Los chiles en nogada poblanos son orgullo barroco de Puebla, platillo de temporada que celebra la cosecha de nuez de castilla y la fruta fresca. El contraste entre el picadillo dulce-salado, la nogada cremosa y el toque de granada y perejil crea armonía festiva.
Ingredientes
Para los chiles
- 6 chiles poblanos grandes
Para el relleno
- 2 cda manteca de cerdo
- 400 g carne molida de res
- 300 g carne molida de cerdo
- 150 g cebolla blanca picada
- 2 dientes de ajo finamente picados
- 300 g jitomate maduro picado
- 150 g manzana panochera en cubitos
- 120 g pera lechera en cubitos
- 120 g durazno criollo en cubitos
- 80 g plátano macho en cubitos
- 50 g pasitas
- 40 g almendra fileteada
- 20 g piñón
- 1 cdta canela molida
- 1 pizca clavo molido
- 1 pizca pimienta negra molida
- 1 hoja de laurel
- 1 cda azúcar
- 1 cdta sal
Para la nogada
- 300 g nuez de castilla pelada
- 1 taza leche entera fría
- 1 taza crema espesa
- 100 g queso fresco
- 2 cda jerez dulce
- 1 cda azúcar
- 1 cdta canela molida
- 1 pizca sal
Para el capeado y fritura
- 4 huevos
- ½ taza harina de trigo
- 2 tazas aceite vegetal
Para decorar
- 1 granada roja, desgranada
- ½ taza perejil fresco picado
Utensilios
- Comal
- Cacerola amplia
- Sartén profundo
- Licuadora
- Batidor de globo
- Cuchillo y tabla
Preparación
- Tatema los chiles: Coloca los chiles poblanos en el comal y tatema hasta que la piel se ampolle por todos lados. Pásalos a un recipiente tapado para que suden y sea más fácil retirar la piel.

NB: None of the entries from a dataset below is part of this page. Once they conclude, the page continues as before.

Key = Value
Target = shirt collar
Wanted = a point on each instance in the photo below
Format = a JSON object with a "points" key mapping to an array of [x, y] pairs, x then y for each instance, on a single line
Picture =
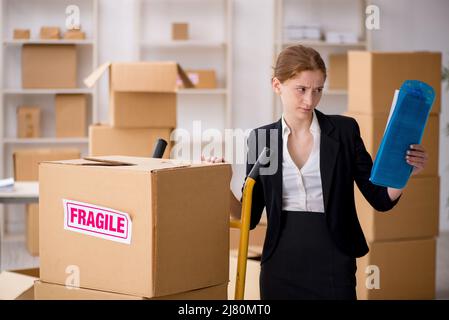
{"points": [[314, 126]]}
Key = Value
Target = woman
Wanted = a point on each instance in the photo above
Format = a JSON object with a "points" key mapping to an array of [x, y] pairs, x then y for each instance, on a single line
{"points": [[313, 233]]}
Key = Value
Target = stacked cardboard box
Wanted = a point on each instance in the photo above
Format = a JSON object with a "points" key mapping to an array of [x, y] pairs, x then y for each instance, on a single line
{"points": [[49, 66], [401, 261], [142, 107], [71, 115], [138, 227], [26, 163]]}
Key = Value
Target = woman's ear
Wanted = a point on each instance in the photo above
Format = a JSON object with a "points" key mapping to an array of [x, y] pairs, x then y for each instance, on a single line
{"points": [[276, 84]]}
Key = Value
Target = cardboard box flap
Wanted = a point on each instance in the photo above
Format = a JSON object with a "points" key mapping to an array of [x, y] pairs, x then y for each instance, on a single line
{"points": [[13, 284], [131, 163], [141, 76], [184, 78], [91, 79]]}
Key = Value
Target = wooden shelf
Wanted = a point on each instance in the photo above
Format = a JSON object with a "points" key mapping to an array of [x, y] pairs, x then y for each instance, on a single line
{"points": [[322, 43], [80, 140], [218, 91], [183, 44], [48, 91], [19, 42]]}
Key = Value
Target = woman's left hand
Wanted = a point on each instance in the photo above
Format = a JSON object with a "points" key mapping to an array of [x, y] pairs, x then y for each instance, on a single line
{"points": [[417, 157]]}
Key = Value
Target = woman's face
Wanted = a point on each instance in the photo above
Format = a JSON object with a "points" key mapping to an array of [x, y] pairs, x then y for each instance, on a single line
{"points": [[301, 93]]}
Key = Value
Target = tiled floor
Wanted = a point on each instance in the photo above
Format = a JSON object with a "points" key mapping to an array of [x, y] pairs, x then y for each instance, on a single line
{"points": [[15, 256]]}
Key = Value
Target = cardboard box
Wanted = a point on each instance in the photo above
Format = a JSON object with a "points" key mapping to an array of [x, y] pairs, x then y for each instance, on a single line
{"points": [[372, 128], [142, 94], [74, 34], [404, 270], [105, 140], [49, 33], [51, 291], [201, 79], [338, 71], [21, 34], [49, 66], [162, 225], [26, 160], [18, 284], [415, 216], [29, 120], [180, 31], [71, 115], [32, 229], [374, 76]]}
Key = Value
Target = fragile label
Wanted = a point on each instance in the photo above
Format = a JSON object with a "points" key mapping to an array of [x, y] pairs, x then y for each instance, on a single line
{"points": [[97, 221]]}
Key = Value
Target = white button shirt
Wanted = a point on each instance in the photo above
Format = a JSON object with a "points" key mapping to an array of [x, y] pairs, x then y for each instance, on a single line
{"points": [[301, 189]]}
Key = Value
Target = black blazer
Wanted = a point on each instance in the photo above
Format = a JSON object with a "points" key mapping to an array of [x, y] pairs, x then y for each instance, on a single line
{"points": [[343, 160]]}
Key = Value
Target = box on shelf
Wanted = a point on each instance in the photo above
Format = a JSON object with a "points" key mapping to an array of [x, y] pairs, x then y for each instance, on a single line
{"points": [[71, 115], [26, 161], [49, 33], [51, 291], [29, 119], [372, 128], [201, 79], [295, 32], [18, 284], [105, 140], [373, 78], [142, 94], [21, 34], [49, 66], [341, 37], [415, 216], [74, 34], [32, 229], [397, 270], [338, 71], [162, 225], [180, 31]]}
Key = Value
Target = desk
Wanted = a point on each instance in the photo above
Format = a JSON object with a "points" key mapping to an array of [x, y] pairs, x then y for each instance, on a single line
{"points": [[23, 192]]}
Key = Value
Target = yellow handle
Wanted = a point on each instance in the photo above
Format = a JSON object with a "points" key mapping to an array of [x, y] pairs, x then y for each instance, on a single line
{"points": [[243, 225]]}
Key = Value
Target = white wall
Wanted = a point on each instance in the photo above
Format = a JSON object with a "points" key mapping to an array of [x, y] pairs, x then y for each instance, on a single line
{"points": [[405, 25]]}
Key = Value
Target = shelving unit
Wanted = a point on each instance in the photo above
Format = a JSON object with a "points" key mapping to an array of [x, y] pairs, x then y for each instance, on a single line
{"points": [[33, 14], [328, 14], [209, 47]]}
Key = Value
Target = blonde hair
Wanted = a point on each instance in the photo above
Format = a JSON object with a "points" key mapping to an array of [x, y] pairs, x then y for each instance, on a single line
{"points": [[295, 59]]}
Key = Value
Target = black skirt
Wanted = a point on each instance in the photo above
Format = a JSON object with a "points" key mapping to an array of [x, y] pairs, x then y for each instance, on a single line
{"points": [[306, 264]]}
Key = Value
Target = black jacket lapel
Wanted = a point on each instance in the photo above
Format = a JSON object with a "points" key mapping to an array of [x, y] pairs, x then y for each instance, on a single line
{"points": [[329, 146]]}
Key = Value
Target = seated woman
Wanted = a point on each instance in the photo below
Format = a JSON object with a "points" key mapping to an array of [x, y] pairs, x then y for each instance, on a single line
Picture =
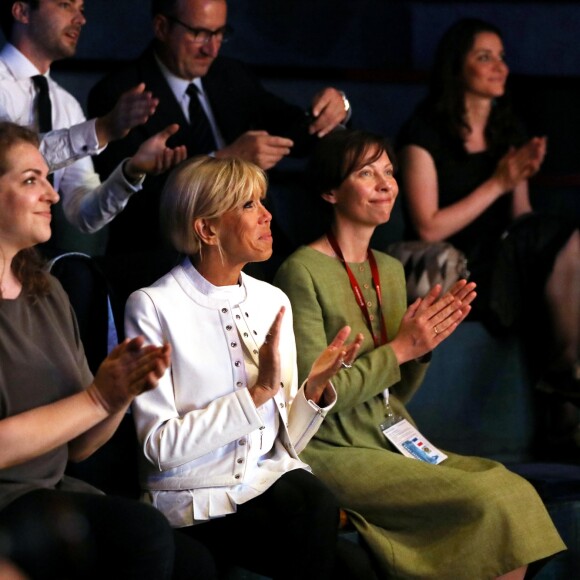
{"points": [[465, 165], [222, 433], [463, 517], [53, 410]]}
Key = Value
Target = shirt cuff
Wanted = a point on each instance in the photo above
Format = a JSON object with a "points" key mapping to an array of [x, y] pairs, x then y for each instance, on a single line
{"points": [[83, 138]]}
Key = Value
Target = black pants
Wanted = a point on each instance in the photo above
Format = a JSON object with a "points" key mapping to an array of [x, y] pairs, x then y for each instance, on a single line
{"points": [[53, 535], [288, 532]]}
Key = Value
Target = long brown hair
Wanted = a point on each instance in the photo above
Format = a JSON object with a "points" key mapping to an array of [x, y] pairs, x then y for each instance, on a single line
{"points": [[27, 265]]}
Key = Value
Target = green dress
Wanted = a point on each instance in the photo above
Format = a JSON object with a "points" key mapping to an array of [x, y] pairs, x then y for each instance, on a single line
{"points": [[467, 518]]}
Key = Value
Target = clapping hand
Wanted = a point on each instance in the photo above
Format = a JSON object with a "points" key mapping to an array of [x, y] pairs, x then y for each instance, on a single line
{"points": [[520, 164], [335, 356], [430, 320], [130, 369], [154, 157]]}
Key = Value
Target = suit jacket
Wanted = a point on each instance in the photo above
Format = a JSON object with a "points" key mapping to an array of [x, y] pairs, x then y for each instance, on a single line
{"points": [[239, 102]]}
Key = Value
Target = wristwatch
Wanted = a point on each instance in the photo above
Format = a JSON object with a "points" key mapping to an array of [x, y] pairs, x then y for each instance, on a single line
{"points": [[345, 101]]}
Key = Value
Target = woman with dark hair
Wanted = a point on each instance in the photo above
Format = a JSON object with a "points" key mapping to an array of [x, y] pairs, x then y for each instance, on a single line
{"points": [[455, 517], [53, 410], [465, 164]]}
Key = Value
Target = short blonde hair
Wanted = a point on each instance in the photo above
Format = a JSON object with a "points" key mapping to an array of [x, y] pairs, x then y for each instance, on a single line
{"points": [[205, 188]]}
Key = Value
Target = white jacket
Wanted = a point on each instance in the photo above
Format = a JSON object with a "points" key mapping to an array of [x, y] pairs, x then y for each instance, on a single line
{"points": [[195, 425]]}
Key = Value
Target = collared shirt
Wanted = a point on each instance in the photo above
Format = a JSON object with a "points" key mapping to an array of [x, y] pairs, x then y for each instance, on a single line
{"points": [[207, 448], [179, 87], [87, 203]]}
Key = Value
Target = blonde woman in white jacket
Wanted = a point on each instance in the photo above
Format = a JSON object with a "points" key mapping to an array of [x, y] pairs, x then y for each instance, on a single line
{"points": [[222, 433]]}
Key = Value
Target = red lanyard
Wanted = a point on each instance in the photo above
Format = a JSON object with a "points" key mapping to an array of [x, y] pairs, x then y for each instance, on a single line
{"points": [[358, 292]]}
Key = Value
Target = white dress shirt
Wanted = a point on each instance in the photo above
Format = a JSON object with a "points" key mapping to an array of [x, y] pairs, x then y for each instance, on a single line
{"points": [[87, 203], [206, 447]]}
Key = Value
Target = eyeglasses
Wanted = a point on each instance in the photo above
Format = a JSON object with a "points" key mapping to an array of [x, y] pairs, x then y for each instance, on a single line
{"points": [[203, 35]]}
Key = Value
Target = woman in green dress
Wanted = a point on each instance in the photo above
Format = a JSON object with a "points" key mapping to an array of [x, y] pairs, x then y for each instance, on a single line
{"points": [[463, 518]]}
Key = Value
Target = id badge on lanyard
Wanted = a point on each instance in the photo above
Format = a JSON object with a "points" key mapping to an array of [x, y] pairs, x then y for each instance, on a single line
{"points": [[406, 438]]}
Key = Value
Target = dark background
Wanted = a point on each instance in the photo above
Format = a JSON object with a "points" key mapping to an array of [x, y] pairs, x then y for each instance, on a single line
{"points": [[379, 52]]}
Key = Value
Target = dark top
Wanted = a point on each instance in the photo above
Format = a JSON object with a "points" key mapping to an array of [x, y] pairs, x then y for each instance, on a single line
{"points": [[41, 361], [510, 260], [458, 174], [239, 103]]}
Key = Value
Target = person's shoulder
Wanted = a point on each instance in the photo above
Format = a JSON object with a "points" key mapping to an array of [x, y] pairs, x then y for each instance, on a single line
{"points": [[302, 256], [385, 260]]}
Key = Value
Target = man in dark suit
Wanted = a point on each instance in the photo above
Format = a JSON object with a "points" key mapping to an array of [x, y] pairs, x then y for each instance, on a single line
{"points": [[221, 107]]}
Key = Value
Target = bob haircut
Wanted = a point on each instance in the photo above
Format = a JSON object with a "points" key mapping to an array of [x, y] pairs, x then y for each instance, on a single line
{"points": [[205, 188], [340, 153], [334, 158], [27, 264]]}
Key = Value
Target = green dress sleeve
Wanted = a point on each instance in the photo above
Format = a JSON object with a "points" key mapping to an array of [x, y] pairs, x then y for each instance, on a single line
{"points": [[323, 302]]}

- Pela y desvena: Retira la piel con cuidado, abre por un costado y quita venas y semillas sin romperlos. Enjuaga ligeramente para eliminar restos y deja escurrir.
- Sofríe la base del picadillo: Derrite la manteca en la cacerola y sofríe la cebolla con el ajo hasta que transparenten. Agrega las carnes y cocina moviendo para deshacer grumos hasta que cambien de color.
- Integra jitomate y especias: Añade el jitomate, la canela, el clavo, la pimienta, laurel, sal y azúcar. Cocina hasta que la mezcla reduzca un poco y quede fragante y bien sazonada.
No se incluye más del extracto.